だが、拡張性に関しては俺だけは相当重視して設計したようだ。俺のフレームは規格さえ合えば何でも使える機械らしさを追求した。この機能は俺を代表する機能だろう。
俺は"インフィニティ"と名付けられたが、博士は"無限の可能性"という意味で名付けたと言っている。確かに可能性は無限大だろうが、人であろうと機械であろうと抗う事の出来ない物が存在している。寿命だ。
元来俺は工業製品故に人間に比べると遥かに寿命は短いのだが、どこか壊れる度に修理と改良を繰り返してきた。その結果、製造から50年経っても動き、なおかつ最新の規格にも順応している。"テセウスの船"という言葉があるのだが、もはやフレーム以外は製造時と違って別物となっているため原型は残っていないのかもしれない。ただ最初からこういった事を出来るように作られていた。
だが、修理する人が居なくなる今、俺は会社の倉庫で永い眠りについた。博士の「お前が目覚めない事が平和であるのだ」という言葉と共に。開発試験機・実験機としての役目を終えた後に戦闘用として再設計されたからこそ、目覚めないほうが良かったのだ。
そして幾年もの時が過ぎた。内蔵電池が安全のために取り外されていたため明確な時間が分からなかったが、少なくとも50年以上は経っているだろう。すっかり22世紀も終わり、世界は23世紀に入っていた。世界は何度か大戦争兆しは見えたものの、比較的平和に時は過ぎていた。
俺が眠っていた会社では、俺の設計を参考に幾多ものロボットが作られていた。そんな中、1台のロボットが眠っている俺を見に来た。
「…社長、これが僕の兄さんになるんですか?」「えぇネクサス、あなたはインフィニティの設計を改良して生まれたのよ。」長期保存用のケースに入った俺を見つめる二人。この時はまだ何も無かった。これがずっと続くと良かったのだが……
Mission 1に続く
補足とか世界観解説とか
- インフィニティは元々照宮創業当時のアーキテクチャで設計されていたのだが、時代が移り変わるにつれ整備性等の観点からアーキテクチャが別物になっている。
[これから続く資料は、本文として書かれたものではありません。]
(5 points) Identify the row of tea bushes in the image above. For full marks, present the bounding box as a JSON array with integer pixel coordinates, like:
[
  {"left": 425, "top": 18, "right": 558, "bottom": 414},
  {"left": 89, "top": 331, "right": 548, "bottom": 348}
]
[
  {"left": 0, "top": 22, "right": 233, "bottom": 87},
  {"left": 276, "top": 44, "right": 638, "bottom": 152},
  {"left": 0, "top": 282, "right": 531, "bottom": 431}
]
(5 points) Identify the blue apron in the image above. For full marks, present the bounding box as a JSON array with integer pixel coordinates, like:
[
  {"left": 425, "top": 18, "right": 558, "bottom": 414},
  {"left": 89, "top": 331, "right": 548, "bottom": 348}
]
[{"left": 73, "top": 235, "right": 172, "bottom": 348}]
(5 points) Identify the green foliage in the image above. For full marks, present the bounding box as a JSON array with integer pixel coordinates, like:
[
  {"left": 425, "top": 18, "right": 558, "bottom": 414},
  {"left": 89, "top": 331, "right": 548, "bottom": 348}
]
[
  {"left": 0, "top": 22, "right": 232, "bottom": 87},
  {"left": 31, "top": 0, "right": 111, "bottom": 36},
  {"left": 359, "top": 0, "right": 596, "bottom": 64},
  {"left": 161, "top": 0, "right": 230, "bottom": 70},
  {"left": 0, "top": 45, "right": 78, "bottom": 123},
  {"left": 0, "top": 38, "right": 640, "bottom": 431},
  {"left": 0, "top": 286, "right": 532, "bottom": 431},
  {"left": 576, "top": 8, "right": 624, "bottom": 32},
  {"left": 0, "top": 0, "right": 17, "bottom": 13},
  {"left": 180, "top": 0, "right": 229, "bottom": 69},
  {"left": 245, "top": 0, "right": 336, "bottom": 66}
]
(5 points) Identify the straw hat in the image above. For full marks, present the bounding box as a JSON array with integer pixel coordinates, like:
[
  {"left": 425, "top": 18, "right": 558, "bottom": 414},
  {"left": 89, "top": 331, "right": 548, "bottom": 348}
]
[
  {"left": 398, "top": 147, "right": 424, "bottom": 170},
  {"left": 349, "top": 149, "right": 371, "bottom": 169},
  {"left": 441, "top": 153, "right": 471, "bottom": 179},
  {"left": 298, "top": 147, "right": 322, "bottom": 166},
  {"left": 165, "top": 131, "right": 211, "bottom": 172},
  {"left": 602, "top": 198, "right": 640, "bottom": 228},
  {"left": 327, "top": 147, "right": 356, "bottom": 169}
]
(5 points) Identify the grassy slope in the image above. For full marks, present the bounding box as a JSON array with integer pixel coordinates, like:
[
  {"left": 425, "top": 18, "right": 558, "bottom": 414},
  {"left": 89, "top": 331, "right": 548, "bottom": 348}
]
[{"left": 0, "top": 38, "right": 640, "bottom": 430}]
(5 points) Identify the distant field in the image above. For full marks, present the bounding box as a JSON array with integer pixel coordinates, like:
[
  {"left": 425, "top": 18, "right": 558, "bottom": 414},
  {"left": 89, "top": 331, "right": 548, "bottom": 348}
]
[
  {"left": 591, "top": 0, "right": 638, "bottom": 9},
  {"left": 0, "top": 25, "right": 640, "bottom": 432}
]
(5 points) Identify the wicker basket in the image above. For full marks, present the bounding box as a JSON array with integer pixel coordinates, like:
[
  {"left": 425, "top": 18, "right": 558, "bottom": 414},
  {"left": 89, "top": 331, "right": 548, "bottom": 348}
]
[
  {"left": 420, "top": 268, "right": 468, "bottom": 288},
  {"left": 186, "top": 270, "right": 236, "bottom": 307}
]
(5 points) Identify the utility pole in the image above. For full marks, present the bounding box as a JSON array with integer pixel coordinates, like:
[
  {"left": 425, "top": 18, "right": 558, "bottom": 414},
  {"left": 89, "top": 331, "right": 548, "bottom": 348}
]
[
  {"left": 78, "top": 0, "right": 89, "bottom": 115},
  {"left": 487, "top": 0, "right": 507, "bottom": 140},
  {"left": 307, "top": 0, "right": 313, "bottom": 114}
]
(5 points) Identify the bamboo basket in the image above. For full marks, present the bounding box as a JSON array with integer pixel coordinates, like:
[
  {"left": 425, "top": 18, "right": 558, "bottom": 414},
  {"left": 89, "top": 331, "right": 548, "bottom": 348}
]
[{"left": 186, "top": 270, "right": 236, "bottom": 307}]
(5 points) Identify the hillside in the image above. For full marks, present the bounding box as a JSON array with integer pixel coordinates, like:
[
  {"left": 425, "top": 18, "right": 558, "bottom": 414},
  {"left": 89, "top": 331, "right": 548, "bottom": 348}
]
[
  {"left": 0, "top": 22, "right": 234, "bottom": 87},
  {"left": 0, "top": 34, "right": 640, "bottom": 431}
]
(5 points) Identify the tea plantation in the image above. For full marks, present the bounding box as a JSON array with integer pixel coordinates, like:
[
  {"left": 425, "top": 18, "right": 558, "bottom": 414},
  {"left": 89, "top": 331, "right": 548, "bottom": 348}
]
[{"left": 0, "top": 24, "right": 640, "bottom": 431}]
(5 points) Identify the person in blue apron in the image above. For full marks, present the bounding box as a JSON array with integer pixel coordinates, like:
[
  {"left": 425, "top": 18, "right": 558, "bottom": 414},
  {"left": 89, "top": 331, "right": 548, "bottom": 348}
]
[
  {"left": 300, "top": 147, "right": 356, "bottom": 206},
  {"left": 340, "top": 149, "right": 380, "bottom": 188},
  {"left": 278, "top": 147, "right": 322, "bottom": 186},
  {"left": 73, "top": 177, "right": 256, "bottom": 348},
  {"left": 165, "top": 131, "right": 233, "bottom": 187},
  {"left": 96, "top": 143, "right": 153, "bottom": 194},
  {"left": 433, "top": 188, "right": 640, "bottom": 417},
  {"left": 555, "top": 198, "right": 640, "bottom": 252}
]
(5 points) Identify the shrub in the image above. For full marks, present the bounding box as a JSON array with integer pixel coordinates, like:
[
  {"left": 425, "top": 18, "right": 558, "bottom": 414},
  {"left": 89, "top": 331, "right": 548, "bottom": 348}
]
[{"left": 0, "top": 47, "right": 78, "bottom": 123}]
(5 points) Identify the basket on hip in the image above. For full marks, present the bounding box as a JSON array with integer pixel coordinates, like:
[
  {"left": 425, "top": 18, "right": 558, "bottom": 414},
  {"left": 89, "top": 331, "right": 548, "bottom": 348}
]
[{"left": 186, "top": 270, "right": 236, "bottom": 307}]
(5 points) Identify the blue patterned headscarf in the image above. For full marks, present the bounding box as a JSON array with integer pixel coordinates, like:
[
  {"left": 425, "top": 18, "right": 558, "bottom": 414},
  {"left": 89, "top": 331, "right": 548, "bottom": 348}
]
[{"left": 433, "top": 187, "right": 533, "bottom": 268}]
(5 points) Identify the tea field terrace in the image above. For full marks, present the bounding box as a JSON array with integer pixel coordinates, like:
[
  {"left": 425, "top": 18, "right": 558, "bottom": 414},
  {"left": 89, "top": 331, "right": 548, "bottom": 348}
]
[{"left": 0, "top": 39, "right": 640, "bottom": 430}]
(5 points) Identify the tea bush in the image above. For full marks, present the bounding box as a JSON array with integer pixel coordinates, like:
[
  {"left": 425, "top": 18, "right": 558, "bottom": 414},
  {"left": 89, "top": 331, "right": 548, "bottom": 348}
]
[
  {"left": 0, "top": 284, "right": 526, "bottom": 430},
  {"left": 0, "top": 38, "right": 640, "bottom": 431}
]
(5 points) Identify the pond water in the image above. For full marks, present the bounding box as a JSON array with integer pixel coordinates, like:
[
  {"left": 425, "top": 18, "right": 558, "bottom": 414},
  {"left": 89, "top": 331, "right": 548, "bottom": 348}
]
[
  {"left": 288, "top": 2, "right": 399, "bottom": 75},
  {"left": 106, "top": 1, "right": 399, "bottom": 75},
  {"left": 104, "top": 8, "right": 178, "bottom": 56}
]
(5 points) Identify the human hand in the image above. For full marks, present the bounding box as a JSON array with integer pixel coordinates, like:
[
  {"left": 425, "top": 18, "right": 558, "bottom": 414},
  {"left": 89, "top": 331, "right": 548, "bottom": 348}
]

そのため、ガワは制作当初のままでも中身が完全に別物となっておりもはや別物となっているが、同じ型式のまま登録されている。 - 明確な時代設定は決まっていないが、インフィニティの最終起動は22世紀末期で、再起動した時には既に23世紀に入っている。製造は2160年以降。
- ネクサス自体はインフィニティ(の大規模改良後)の設計を基にしたフレームであり、事実上の兄弟機。
- インフィニティの製造当初は新技術実験用機体として使われてきたが、制作者がナンバーズ(初期のインフィニティの兄弟機)が完全に制御不能になった時に力尽くで止めるために戦闘用に再設計された。
- 長期保存用ケースは窒素封入等で、電子部品の寿命を極端に伸ばす物になっている。実はJAXA開発技術の1つ。
- インフィニティの設計自体、改造や拡張を前提とした設計のため、ほぼ全ての部品が簡単に交換出来る構造になっている。要はアンドロイドの形をした自作PCのような物。